Hello, dear friend, you can consult us at any time if you have any questions, add WeChat: daixieit


EEE3032:   Computer Vision and Pattern Recognition

 

1.

(a)   Apply two iterations of the k-Means algorithm on the 2D data distribution X ,

where k=2 and initial cluster centres are (28,38) and (41,70).


(b)   Given a colour image, explain how the k-Means algorithm can be used to produce spatially coherent segmentation.

(c)   Explain the purpose of the normalization step in a normalized graph cut (NCut), within the context of image segmentation.

(d)   Calculate the value of the normalized cut NCut(A, B) indicated by the dashed line on the following lattice:

 

(e)   Consider a video sequence in which a stationary camera captures images of a multi- coloured moving object. Briefly, suggest a method for extracting binary segmenta- tion of that moving foreground object.



2.

(a)   An Eigenmodel is computed from data X using its mean µ and a decomposition of

its co-variance (C) such that C = UVUT . What do U and V represent with respect to the distribution of X?

(b)   Calculate  the  mean   (µ)  and  co-variance   (C)  of  the  2D  point  distribution X = [x1 , x2 , ..., x5] described below


(c)   Consider the problem of detecting and tracking aeroplanes based on the shape of their 2D contours.

(i)    Briefly describe how an Eigenmodel can be use to build a Point Distribution Model (PDM) to model the statistics of a training set of aeroplane shapes.

(ii)   What is meant by the null space of the PDM? What would shapes look like sampled from within the null space of the PDM?

(iii)  Explain, with suitable mathematics, how the variation within the shapes used to train the PDM could be visualized.

(iv)  Explain how a tracking algorithm could be combined with a PDM in order to ro- bustly track a shape.

 

3.

You are building a system for sign language recognition from video. You must write the Computer Vision software to determine if a hand is present in the video, and if so which of five kinds of shape (A, B, C, D or E) the hand is making. You should use the             techniques taught on this module that you feel are most appropriate.

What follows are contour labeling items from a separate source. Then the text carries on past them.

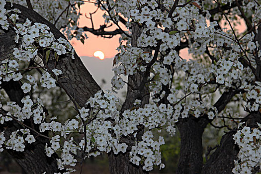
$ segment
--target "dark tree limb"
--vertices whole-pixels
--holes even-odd
[[[22,11],[19,14],[21,22],[24,22],[26,18],[28,18],[33,23],[37,22],[45,24],[50,27],[50,31],[54,34],[56,39],[60,37],[66,39],[54,25],[35,11],[16,4],[14,4],[11,7],[9,3],[7,3],[5,7],[7,9],[16,8]],[[14,40],[15,35],[15,33],[11,28],[5,34],[0,35],[0,40],[4,41],[0,42],[0,54],[1,58],[2,58],[1,60],[7,58],[9,54],[12,53],[13,48],[17,46]],[[40,48],[38,50],[40,53],[43,51]],[[58,82],[63,84],[68,94],[73,97],[80,107],[83,107],[88,98],[101,88],[86,69],[80,58],[76,55],[75,59],[73,60],[70,54],[61,56],[59,57],[59,62],[56,63],[54,56],[50,55],[47,65],[49,70],[54,68],[56,65],[57,68],[63,71],[63,78],[59,79]],[[41,58],[45,59],[44,56]],[[53,73],[51,72],[50,73]],[[21,85],[18,82],[10,81],[2,83],[1,86],[6,91],[10,100],[16,102],[22,107],[20,101],[24,94],[20,88]],[[9,122],[8,124],[8,126],[2,126],[1,125],[0,127],[1,130],[4,129],[5,135],[7,136],[13,131],[22,128],[15,121]],[[13,151],[8,151],[24,169],[26,174],[41,174],[44,172],[46,172],[47,174],[53,174],[59,172],[56,160],[58,157],[56,155],[53,154],[51,158],[48,158],[45,154],[44,146],[45,143],[49,142],[48,140],[39,136],[36,141],[37,142],[33,143],[32,145],[26,146],[24,152],[17,153]]]

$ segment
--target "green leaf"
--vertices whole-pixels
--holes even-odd
[[[46,51],[45,53],[45,59],[46,59],[46,63],[48,61],[49,57],[50,56],[50,50]]]
[[[83,38],[81,38],[81,39],[80,39],[80,40],[81,40],[81,42],[82,42],[82,43],[84,44],[85,44],[85,40]]]
[[[170,31],[170,33],[169,34],[170,35],[173,35],[173,34],[176,34],[176,33],[177,33],[177,31],[173,30],[173,31]]]

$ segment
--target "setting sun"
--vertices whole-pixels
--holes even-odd
[[[93,56],[97,57],[100,60],[104,59],[104,54],[100,51],[96,51],[93,54]]]

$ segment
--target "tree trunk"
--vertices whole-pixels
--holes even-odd
[[[133,47],[137,47],[137,40],[140,35],[143,27],[138,24],[134,23],[132,26],[132,33],[131,38],[131,45]],[[124,110],[130,109],[133,106],[134,101],[136,99],[142,100],[142,107],[145,104],[149,103],[149,96],[148,95],[148,90],[146,86],[141,89],[133,90],[134,88],[139,88],[143,78],[146,78],[146,76],[143,75],[143,73],[136,73],[133,75],[129,75],[128,78],[128,88],[127,91],[126,99],[123,103],[121,110],[122,114]],[[143,130],[141,130],[137,135],[136,137],[138,140],[141,139],[143,133]],[[133,136],[128,136],[126,138],[125,141],[129,142],[126,143],[129,146],[131,145],[134,143]],[[123,138],[121,141],[124,142]],[[125,154],[119,154],[115,155],[113,153],[109,154],[109,165],[111,174],[139,174],[147,173],[146,171],[142,170],[140,166],[138,167],[133,165],[130,161],[129,150]]]
[[[192,117],[183,119],[176,125],[181,139],[177,174],[200,174],[203,162],[202,136],[203,129],[198,120]]]
[[[7,9],[19,9],[21,11],[19,14],[19,19],[21,23],[24,22],[25,19],[28,18],[33,23],[37,22],[45,24],[50,27],[50,31],[54,34],[56,39],[59,39],[60,37],[66,39],[54,25],[35,11],[16,4],[14,4],[11,7],[9,2],[6,3],[5,7]],[[11,54],[13,51],[13,48],[17,47],[17,44],[11,41],[14,40],[15,35],[15,33],[11,27],[6,31],[6,33],[0,34],[0,41],[5,41],[0,42],[0,57],[1,57],[0,60],[7,58],[7,55]],[[56,67],[63,71],[63,78],[58,80],[58,83],[60,86],[62,86],[67,93],[73,97],[80,107],[83,107],[89,97],[94,95],[101,88],[86,69],[79,57],[76,54],[75,57],[75,59],[73,60],[71,58],[71,55],[67,54],[59,57]],[[45,60],[44,57],[41,58],[44,59],[43,61]],[[50,55],[47,64],[49,70],[52,70],[54,68],[55,59],[55,58]],[[18,82],[12,81],[4,82],[2,83],[1,86],[7,93],[11,101],[15,101],[20,107],[22,107],[21,99],[24,96],[24,94]],[[30,125],[30,123],[28,125]],[[4,134],[6,137],[9,136],[12,131],[23,128],[14,121],[9,121],[4,125],[3,124],[0,125],[0,130],[4,130]],[[33,133],[31,133],[36,136]],[[53,154],[51,158],[49,158],[45,154],[44,146],[45,144],[49,142],[49,140],[42,137],[38,137],[36,138],[35,143],[31,145],[25,145],[24,152],[17,152],[12,150],[7,151],[22,167],[26,174],[42,174],[44,172],[46,172],[46,174],[53,174],[54,172],[59,172],[56,162],[56,159],[58,157],[55,154]]]

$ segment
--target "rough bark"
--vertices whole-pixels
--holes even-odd
[[[66,38],[54,25],[35,11],[16,4],[11,7],[10,4],[7,3],[6,7],[8,9],[15,8],[19,9],[22,12],[19,14],[19,20],[21,21],[24,21],[26,18],[28,18],[33,23],[37,22],[45,24],[50,27],[50,30],[54,34],[56,39],[60,37]],[[13,51],[13,48],[17,46],[14,42],[12,41],[14,41],[15,35],[13,29],[11,28],[8,31],[5,31],[5,33],[0,35],[0,41],[6,41],[0,42],[1,60],[6,59],[7,55],[12,53]],[[41,58],[44,61],[45,58],[42,57]],[[51,56],[49,59],[47,65],[50,71],[55,67],[55,61],[53,57]],[[76,54],[75,60],[72,59],[71,55],[69,54],[61,56],[56,64],[56,68],[62,70],[64,73],[63,78],[58,80],[59,84],[60,86],[63,87],[68,95],[71,95],[75,100],[80,107],[84,106],[90,96],[101,89]],[[3,83],[1,86],[5,90],[10,99],[21,106],[20,100],[24,96],[24,93],[19,83],[10,81]],[[9,122],[7,126],[3,126],[1,125],[0,127],[1,130],[4,129],[5,134],[7,136],[10,135],[12,131],[22,128],[14,121]],[[26,146],[24,152],[18,153],[9,150],[8,153],[12,155],[26,174],[42,174],[44,172],[46,172],[47,174],[53,174],[58,172],[56,160],[57,156],[55,154],[52,157],[48,158],[45,154],[44,146],[48,140],[38,137],[36,142],[31,145]]]
[[[180,135],[180,159],[177,174],[200,174],[202,165],[203,128],[198,119],[189,117],[176,124]]]
[[[230,91],[223,92],[214,105],[217,109],[218,112],[222,111],[232,97],[240,91],[231,89]],[[177,174],[201,173],[203,166],[202,136],[204,129],[212,121],[208,118],[207,115],[203,115],[198,118],[190,116],[189,118],[181,119],[177,123],[181,139],[180,157]],[[231,142],[225,141],[224,143],[229,143]],[[233,145],[234,142],[232,144],[226,146]],[[233,157],[229,156],[229,158]],[[224,160],[220,158],[218,160]],[[229,162],[230,161],[226,163]],[[220,162],[222,163],[222,162]],[[212,165],[215,166],[215,165],[212,164]]]
[[[232,131],[223,136],[220,145],[202,168],[202,174],[231,174],[234,167],[234,160],[239,152],[238,146],[235,144]]]
[[[137,24],[134,24],[132,25],[132,46],[137,46],[137,39],[142,31],[142,28]],[[126,99],[123,103],[121,113],[126,109],[130,109],[133,106],[134,101],[136,99],[142,100],[142,106],[149,102],[149,95],[147,95],[148,89],[145,87],[141,89],[139,89],[139,87],[142,82],[143,78],[146,78],[145,76],[142,74],[136,73],[133,75],[130,75],[128,78],[128,88],[127,92]],[[135,88],[135,89],[134,89]],[[138,133],[136,137],[137,139],[141,137],[143,130]],[[129,136],[128,137],[124,138],[123,141],[126,141],[129,142],[128,145],[131,145],[134,143],[133,136]],[[124,154],[120,154],[117,155],[111,153],[109,154],[109,165],[110,167],[110,172],[111,174],[139,174],[147,173],[140,167],[134,165],[130,162],[129,158],[129,151]]]
[[[11,7],[6,8],[10,9]],[[55,26],[47,20],[45,19],[36,12],[29,9],[23,6],[14,4],[11,8],[18,8],[22,12],[19,14],[19,20],[25,21],[26,18],[29,19],[32,22],[40,22],[47,25],[50,28],[50,31],[53,33],[56,39],[62,37],[66,39],[60,31],[55,28]],[[9,29],[6,33],[0,35],[1,39],[13,40],[15,33],[13,30]],[[6,36],[8,38],[6,38]],[[7,42],[9,43],[9,42]],[[15,46],[14,43],[14,46]],[[8,47],[13,46],[10,44]],[[0,42],[0,48],[7,48],[5,42]],[[6,54],[11,53],[12,49],[4,50]],[[40,58],[43,61],[45,62],[45,53],[43,50],[39,51],[40,53]],[[59,78],[58,83],[62,84],[65,90],[75,99],[81,107],[83,107],[88,98],[95,93],[98,90],[101,90],[96,82],[92,78],[92,76],[86,69],[80,58],[75,54],[75,59],[71,58],[70,54],[59,57],[58,62],[56,63],[56,68],[61,70],[63,75],[62,78]],[[48,70],[51,70],[55,67],[55,58],[54,56],[50,56],[49,60],[47,63]],[[51,71],[50,73],[52,73]]]

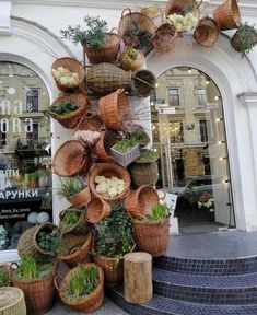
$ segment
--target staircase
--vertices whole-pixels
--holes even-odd
[[[255,255],[246,257],[220,255],[222,258],[205,255],[199,258],[191,253],[188,258],[175,257],[170,253],[154,260],[154,296],[150,302],[126,302],[122,285],[110,289],[108,295],[131,315],[257,315],[257,252],[254,252]]]

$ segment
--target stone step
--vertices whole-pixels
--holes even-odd
[[[108,296],[130,315],[255,315],[257,305],[199,304],[154,294],[144,304],[130,304],[124,300],[122,287],[112,288]]]
[[[257,303],[257,272],[237,276],[190,275],[153,269],[154,293],[196,303]]]

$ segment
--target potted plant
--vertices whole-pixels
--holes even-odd
[[[112,62],[116,59],[120,36],[113,31],[107,33],[107,22],[100,16],[85,15],[85,28],[81,25],[61,30],[61,37],[74,44],[80,43],[91,63]]]
[[[247,22],[241,23],[234,36],[231,39],[233,48],[242,52],[242,58],[248,54],[257,43],[257,30],[255,24]]]
[[[13,287],[24,292],[28,314],[44,314],[54,305],[54,278],[56,262],[36,261],[24,255],[21,264],[11,264],[11,281]]]
[[[61,301],[68,306],[79,311],[91,313],[96,311],[104,301],[104,272],[95,264],[79,264],[71,269],[56,289]],[[61,278],[60,278],[61,279]]]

(a)   Assume that a contour of the hand is available.  Recommend, and describe in full

mathematical detail, an appropriate shape descriptor capable of discriminating be- tween the five hand shapes.

(b)   You decide to approach the shape recognition problem as a supervised classification task.  Describe a suitable classifier using full mathematical detail and explain how your system would be trained, and how the overall performance of the system could be evaluated.

(c)   State the product and sum rules for combining probabilities, and derive from these an expression for Bayes’ law.

(d)   Describe, with full mathematical detail, the SELECT-UPDATE-MEASURE cycle of the particle filter tracker and how this applies Bayes’ law.

 

4.

(a)   Explain what is a meant by the convolution theorem. What are its practical impli-

cations when performing filter operations on large images?

(b)   Given the following greyscale image

]Write  down  a  3  x 3  convolution  kernel  that  is  commonly  used  to  low-pass filter an image, and then perform that convolution on image I(x, y).

(c)   Explain, with appropriate diagrams, how the Bag of Visual Words (BoVW) repre- sentation can be trained and used to recognise objects in images.

(d)   How do deep learning approaches differ from classical approaches applied to the task of object recognition?

(e)   Sketch the architecture of the AlexNet convolutional neural network (CNN) archi-

tecture [Krizhevsky et al., NIPS 2012]. Ensure you name and label the layers.

(f)    What is the significance of the ReLu layer in a CNN?

(g)   Deep learning models typically perform well when trained using a large amount of data.   Suggest one way to mitigate this issue when only limited training data is available.